I know and you know that there are a million scams out there for work at home "opportunities". And this week I believe that I have been scammed again. I need to do more thorough Google searches before trying out any other "opportunities" that require money. (I was out less than 2 extra value meals this time though so it wasn't a huge bite out of the budget). But still. That was money that could have helped, even a teensy bit, with the washer/dryer fund, or something.

I do still desire to work at home and keep coming back to transcription. I don't have any medical transcription background, but there are other things that can be transcribed. I saw an ad for legal transcription but that job of course wants legal experience which I don't have.
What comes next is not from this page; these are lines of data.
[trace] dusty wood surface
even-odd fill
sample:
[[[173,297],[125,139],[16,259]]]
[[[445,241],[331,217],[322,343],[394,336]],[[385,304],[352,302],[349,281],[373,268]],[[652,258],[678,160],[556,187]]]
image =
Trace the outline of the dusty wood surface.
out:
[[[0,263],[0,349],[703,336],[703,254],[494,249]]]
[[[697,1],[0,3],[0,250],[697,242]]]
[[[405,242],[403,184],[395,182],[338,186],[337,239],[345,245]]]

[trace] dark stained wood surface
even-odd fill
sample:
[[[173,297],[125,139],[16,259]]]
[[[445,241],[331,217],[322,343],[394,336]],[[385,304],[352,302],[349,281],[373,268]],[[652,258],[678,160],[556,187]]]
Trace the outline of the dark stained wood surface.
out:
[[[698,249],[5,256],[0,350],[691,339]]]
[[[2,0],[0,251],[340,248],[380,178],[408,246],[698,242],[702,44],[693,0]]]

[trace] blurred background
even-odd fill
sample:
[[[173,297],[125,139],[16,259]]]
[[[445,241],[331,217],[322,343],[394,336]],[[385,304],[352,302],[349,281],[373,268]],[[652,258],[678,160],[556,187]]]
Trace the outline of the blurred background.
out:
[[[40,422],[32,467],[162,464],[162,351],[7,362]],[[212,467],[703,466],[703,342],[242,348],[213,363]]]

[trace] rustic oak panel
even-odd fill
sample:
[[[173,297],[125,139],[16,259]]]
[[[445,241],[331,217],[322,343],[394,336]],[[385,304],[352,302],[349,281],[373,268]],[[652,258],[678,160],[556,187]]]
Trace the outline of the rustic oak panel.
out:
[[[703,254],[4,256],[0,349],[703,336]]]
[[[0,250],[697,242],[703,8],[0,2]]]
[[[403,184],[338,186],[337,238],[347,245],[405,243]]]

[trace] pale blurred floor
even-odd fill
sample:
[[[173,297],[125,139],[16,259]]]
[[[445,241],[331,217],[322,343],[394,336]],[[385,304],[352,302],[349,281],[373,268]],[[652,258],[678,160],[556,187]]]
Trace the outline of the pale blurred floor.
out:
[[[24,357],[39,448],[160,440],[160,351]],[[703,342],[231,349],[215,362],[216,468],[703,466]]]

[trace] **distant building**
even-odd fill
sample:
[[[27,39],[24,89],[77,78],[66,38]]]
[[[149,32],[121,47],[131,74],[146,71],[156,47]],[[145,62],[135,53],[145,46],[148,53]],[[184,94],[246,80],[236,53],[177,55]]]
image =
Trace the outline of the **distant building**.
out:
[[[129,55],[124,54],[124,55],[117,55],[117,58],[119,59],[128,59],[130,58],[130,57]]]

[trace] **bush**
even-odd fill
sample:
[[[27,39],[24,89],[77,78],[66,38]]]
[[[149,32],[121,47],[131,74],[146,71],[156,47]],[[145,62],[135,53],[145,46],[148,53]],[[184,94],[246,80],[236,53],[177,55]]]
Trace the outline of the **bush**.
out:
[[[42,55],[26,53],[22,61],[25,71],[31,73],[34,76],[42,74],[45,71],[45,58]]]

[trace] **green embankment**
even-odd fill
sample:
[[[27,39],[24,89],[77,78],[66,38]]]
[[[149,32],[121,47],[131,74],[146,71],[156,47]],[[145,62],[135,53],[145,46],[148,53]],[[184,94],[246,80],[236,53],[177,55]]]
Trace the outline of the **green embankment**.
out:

Typing is and always has been my forte and I want to use it somehow. A thought popped into my head that I could transcribe sermons, but I don't know how I would feel about transcribing sermons with a message that I didn't believe in. And most churches which I WOULD go to would probably not be able to pay me scripturally. So I don't know. I can draw but when I draw well it takes me a long time, and there probably isn't a very high demand for it. And I can craft. Maybe I could make plaster magnets. But they took SO long to make last time. Well, maybe THAT was because I left them sit and only worked on them every so often. If I make a bunch of them at once, like a hundred or so, then it might be a little more worthwhile.

If I could find a work at home opportunity where I could make just a little extra here and there, like $50/week, then Tim and I could pay off our debts a teensy bit sooner and could start trying for a baby just a little bit earlier. I crave motherhood. And the further that time goes on, the more I crave it. I don't want it to become an ache. Patience is a virtue but can one be too virtuous?